Founded out of Redwood City, California in 2013, Carbon describes itself as working at the “intersection of hardware, software, and molecular science” to bring digital 3D printing to manufacturing.

The company hit the headlines in April this year when Adidas announced its Futurecraft 4D shoe, which sports a 3D-printed sole courtesy of Carbon’s technology, and which Adidas plans to mass produce next year.

Above: Grown from liquid. Formed with light. With the launch of Futurecraft 4D, Carbon + adidas are taking performance footwear to the next level.

Carbon said its 3D printing alternative meshes light and oxygen to quickly produce products from a pool of resin. The speed 3D printing technique enables manufacturers to offer mass customization and on-demand inventory that has been difficult to deliver with existing manufacturing methods.

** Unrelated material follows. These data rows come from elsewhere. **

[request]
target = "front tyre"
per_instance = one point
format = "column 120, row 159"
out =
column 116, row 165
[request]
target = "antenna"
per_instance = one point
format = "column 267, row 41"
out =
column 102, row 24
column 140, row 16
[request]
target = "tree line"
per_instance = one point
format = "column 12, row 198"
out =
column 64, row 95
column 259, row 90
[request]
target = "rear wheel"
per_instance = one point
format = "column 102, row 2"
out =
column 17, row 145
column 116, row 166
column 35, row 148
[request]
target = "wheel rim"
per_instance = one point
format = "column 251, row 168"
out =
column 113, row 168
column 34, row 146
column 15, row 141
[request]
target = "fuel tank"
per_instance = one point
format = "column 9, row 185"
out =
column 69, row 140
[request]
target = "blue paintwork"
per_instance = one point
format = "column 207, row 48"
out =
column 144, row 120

Prior to now, Carbon had raised around $220 million in funding from such companies as BMW, Nikon, and GV (Google Ventures), and with its latest cash injection the company plans to scale its technology across manufacturing.

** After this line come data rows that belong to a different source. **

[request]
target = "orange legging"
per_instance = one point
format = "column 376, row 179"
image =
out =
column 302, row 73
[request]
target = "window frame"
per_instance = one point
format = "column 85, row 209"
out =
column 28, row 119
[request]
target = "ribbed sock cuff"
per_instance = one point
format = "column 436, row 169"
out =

“The age of digital 3D manufacturing is here, and this funding validates our vision to fundamentally change how the world designs, engineers, makes, and delivers products,” said Carbon CEO and cofounder Dr. Joseph DeSimone. “Since Carbon first introduced digital light synthesis, we have continuously pushed the boundaries and transformed industries, and [we] are uniquely positioned to take digital manufacturing to an entirely new level. This funding will help us realize new classes of workers and business models, where product design and engineering is facilitated by cloud-based computing and a wide range of scanning, sensor, and simulation technologies that enable the creation of perfectly tuned — even personalized — products that have been previously impossible to produce.”

Though 3D printing has held promise for many years, it has yet to take hold in the manufacturing sphere at scale. But it still remains a hot industry for investment. Last month, Markforged raised $30 million to simplify the manufacturing process for 3D printing, while Desktop Metal nabbed $115 million earlier this year to make metal 3D printing more accessible. Elsewhere, HP and Deloitte recently partnered to bring more 3D printing services to manufacturers.

With another $200 million incoming, Carbon should play a big role in advancing the 3D manufacturing movement.

“Through a combination of faster production times, lower costs, and a wider range of materials, Carbon is delivering on the long-standing but elusive promise of 3D manufacturing at scale,” added Peter Singlehurst, investment manager at Baillie Gifford.